Figure 2022016320000005
表3に示すものは、いずれも発光ムラなし、発光良品率16/16の良好な結果であった。長期発光信頼性に関しては、平坦化層Lに感光性アクリル樹脂組成物を用いた実施例22に比べ、感光性ポリイミド前駆体樹脂組成物を用いた実施例21、23および25ならびに感光性ポリイミド樹脂組成物を用いた実施例24の方が良好な結果であった。感光性ポリイミド前駆体樹脂組成物および感光性ポリイミド樹脂組成物で比較すると、キュアで平坦化層Lがフッ化ポリイミドとなっている実施例21、23および24の方が、キュアで平坦化層Lが非フッ化ポリイミドとなっている実施例25に比べて良好な結果であった。また、同一のフッ化ポリイミド前駆体樹脂(A-1)を用いた実施例21と実施例23を比較すると、平坦化層Lが黒色の実施例23の方が良好な結果であった。
1:基板
2:TFT(薄膜トランジスタ)
3:TFT絶縁層
4:配線
L:平坦化層L
5a:平坦化層1
5b:平坦化層2
5c:平坦化層3
6:平坦化層Lのコンタクトホール
6a:平坦化層1のコンタクトホール
6b:平坦化層2のコンタクトホール
6c:平坦化層3のコンタクトホール
7a,7b:補助配線
8:第1電極
9:バンク層
10:有機EL層
11:第2電極
12:補助電極1
13:補助電極2
d1:平坦化層Lの膜厚
d2:平坦化層Lのコンタクトホールの開口部の短径
d3:平坦化層Lのコンタクトホールの上部寸法
d4:平坦化層2の段差
d5:平坦化層Lのコンタクトホール上の第2電極表面の段差
θ:平坦化層Lのコンタクトホールのテーパー角

Claims (9)

  1. 少なくとも、基板上に平坦化層と、有機EL層と、バンク層と、電極と、補助配線を備えた有機EL表示装置であって、
    前記平坦化層が2層以上であり、
    前記平坦化層の中で有機EL層から2番目に近い平坦化層Lのコンタクトホールが、バンクで区画されたサブ画素の区画内の下方に配置された構造を有し、
    前記平坦化層Lが条件Aおよび条件Bのいずれも満たす、有機EL表示装置。
    条件A:コンタクトホールのテーパー角が35°以上70°以下
    条件B:コンタクトホールの開口部の短径が1.0μm以上2.2μm以下
  2. 前記条件Aが条件A-1である、請求項1に記載の有機EL表示装置。
    条件A-1:コンタクトホールのテーパー角が50°以上70°以下
  3. 前記電極が、第1電極と第2電極を有し、
    各サブ画素は少なくとも、平坦化層と、第1電極と、有機EL層と、第2電極をこの順に積層した構造を有し、
    バンクで区画されたサブ画素の区画内における、平坦化層Lのコンタクトホール上の第2電極表面の段差が20nm以上150nm以下である、請求項1または2に記載の有機EL表示装置。

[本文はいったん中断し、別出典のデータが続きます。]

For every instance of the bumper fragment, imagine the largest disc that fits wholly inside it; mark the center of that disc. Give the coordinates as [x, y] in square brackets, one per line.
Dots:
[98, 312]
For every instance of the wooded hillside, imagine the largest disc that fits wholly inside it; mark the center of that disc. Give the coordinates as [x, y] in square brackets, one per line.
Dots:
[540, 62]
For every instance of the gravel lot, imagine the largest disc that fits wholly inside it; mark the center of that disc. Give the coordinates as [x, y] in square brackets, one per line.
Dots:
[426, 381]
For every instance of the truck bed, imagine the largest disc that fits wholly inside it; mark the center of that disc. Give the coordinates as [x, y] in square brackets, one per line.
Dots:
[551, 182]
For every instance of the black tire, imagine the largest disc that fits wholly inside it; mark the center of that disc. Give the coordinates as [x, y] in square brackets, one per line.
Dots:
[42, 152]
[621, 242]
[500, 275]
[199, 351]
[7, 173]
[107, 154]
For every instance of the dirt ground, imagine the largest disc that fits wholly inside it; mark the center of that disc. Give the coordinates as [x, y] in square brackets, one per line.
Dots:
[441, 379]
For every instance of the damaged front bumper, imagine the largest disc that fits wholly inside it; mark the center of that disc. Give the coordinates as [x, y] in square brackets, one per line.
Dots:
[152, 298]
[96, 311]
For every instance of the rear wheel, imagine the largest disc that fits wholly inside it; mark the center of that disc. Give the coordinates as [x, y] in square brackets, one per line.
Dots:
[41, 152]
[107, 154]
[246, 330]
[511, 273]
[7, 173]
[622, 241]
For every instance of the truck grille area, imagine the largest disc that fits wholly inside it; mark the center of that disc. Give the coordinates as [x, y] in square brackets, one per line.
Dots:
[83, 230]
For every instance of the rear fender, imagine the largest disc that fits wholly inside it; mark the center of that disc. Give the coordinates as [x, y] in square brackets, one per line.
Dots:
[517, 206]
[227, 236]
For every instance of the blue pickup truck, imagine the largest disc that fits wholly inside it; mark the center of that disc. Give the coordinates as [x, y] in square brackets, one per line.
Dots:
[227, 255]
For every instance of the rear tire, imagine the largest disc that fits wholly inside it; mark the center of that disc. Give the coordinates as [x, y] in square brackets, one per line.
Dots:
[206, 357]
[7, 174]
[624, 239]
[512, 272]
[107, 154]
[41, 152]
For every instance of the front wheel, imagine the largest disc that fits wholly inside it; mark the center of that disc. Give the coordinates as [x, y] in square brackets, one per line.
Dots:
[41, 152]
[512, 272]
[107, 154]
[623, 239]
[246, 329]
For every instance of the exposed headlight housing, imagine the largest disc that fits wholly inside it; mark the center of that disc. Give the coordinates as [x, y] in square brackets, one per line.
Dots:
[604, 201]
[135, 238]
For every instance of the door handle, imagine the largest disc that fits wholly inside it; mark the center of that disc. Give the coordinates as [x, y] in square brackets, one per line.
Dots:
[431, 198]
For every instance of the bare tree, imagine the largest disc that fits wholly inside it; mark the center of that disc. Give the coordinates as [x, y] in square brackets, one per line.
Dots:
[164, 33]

  4. 前記平坦化層Lがさらに条件Cを満たす、請求項1~3のいずれかに記載の有機EL表示装置。
    条件C:膜厚が0.9μm以上1.6μm以下
  5. 前記平坦化層Lが感光性樹脂組成物の硬化物を含む、請求項1~4のいずれかに記載の有機EL表示装置。
  6. 前記感光性樹脂組成物の硬化物が、フッ化ポリイミドを含む、請求項5に記載の有機EL表示装置。
  7. 前記感光性樹脂組成物が、ポリイミドおよび/またはポリイミド前駆体を含む感光性樹脂組成物である、請求項5に記載の有機EL表示装置。
  8. 前記平坦化層Lが黒色である、請求項1~7のいずれかに記載の有機EL表示装置。
  9. 前記感光性樹脂組成物を用いて平坦化層Lを形成する工程が、
    感光性樹脂組成物を基板上に塗布する工程と、乾燥して感光性樹脂膜を形成する工程と、マスクを介して露光する工程と、露光した感光性樹脂膜を現像し、パターニングする工程と、および現像後の樹脂パターンを加熱処理して硬化させる加熱硬化工程を含み、
    前記加熱硬化工程が100℃以上180℃以下の温度で処理する工程、および220℃以上300℃以下の温度で処理する工程を含む、請求項5~8のいずれかに記載の有機EL表示装置の製造方法。